Case Studies

Data reminder in case of no-deal Brexit

by Mark Rowe

Given the possibility of a no-deal Brexit, organisations need to have data protection contingencies in place, especially as the clock ticks down to the UK’s date for leaving the European Union on March 29. So the data protection regulator the ICO told a recent conference on ‘GDPR in practice’.

Jonathan Bamford, director of strategic policy (domestic) at the Information Commissioner’s Office, was the opening and concluding speaker at a Westminster eForum seminar in central London. He said that his warning was not just for those that receive data from and send data to other EU countries; have customers in the rest of the EU, or have subsidiaries there. A no-deal Brexit will affect you if you use cloud services that are set up in the EU, and have data flows. He said that the ICO has a website page on Brexit, and advised his audience to look at it at once.

Speaking more generally Bamford, pictured, said that while the data protection landscape had changed greatly in the last year – the ICO has seen big rises in inquiries and complaints since the EU-wide General Data Protection Regulation came into force in May 2018, through the Data Protection At 2018, which will remain in force regardless of the UK leaving the EU – what the ICO is still receiving from the public is inquiries and complaints about ‘basics’, such as subject access requests, and complaints about intrusive telephone marketing. He described data protection and privacy as in all our interests, whether organisations or individuals.

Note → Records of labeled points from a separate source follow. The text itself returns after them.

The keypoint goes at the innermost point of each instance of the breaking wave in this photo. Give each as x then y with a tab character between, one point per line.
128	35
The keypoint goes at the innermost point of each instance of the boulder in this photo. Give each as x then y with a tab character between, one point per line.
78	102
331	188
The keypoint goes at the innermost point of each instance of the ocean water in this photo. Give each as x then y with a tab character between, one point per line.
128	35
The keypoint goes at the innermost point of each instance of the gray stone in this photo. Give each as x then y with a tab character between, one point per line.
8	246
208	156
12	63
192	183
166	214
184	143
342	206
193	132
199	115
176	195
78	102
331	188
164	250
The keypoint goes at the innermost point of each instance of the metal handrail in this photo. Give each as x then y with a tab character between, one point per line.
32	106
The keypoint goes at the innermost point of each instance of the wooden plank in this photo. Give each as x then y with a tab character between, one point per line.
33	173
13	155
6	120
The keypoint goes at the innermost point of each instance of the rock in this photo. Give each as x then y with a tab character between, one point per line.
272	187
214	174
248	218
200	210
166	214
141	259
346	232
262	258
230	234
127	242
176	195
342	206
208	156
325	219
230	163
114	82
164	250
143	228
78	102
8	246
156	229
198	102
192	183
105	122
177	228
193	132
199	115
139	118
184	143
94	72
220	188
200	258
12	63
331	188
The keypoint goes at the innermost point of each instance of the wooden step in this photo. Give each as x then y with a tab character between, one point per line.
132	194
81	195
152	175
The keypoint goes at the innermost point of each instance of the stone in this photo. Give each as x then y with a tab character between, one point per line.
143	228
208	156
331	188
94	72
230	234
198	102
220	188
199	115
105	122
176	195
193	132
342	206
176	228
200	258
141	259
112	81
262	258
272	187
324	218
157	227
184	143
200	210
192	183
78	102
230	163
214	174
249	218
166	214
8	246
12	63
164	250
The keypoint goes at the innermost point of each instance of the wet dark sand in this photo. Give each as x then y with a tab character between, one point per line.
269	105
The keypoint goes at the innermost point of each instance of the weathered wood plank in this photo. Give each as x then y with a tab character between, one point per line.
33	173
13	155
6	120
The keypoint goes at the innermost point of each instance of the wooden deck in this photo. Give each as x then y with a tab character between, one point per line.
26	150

The audience – a mix of compliance, IT, legal and cyber backgrounds – also heard from charity, legal, media and healthcare experiences of GDPR compliance. They heard a suggestion that over-cautious legal advice before the GDPR came into force may have led businesses to ask their email database unnecessarily to opt in to keep receiving mail, only to see that database decimated.

More in the March 2019 print issue of Professional Security magazine.

See also Information Commissioner Elizabeth Denham’s latest blog on the myths for UK small and medium sized businesses transferring personal data to and from the EEA (European Economic Area). And from law firm Mishcon de Reya, Jon Baines’ reflections on data protection issues (‘never been more pressing or more prominent’).

Meanwhile the ICO, looking to keep an international role after Brexit, has made Peter Hustinx, who was the first European Data Protection Supervisor, a non-executive director.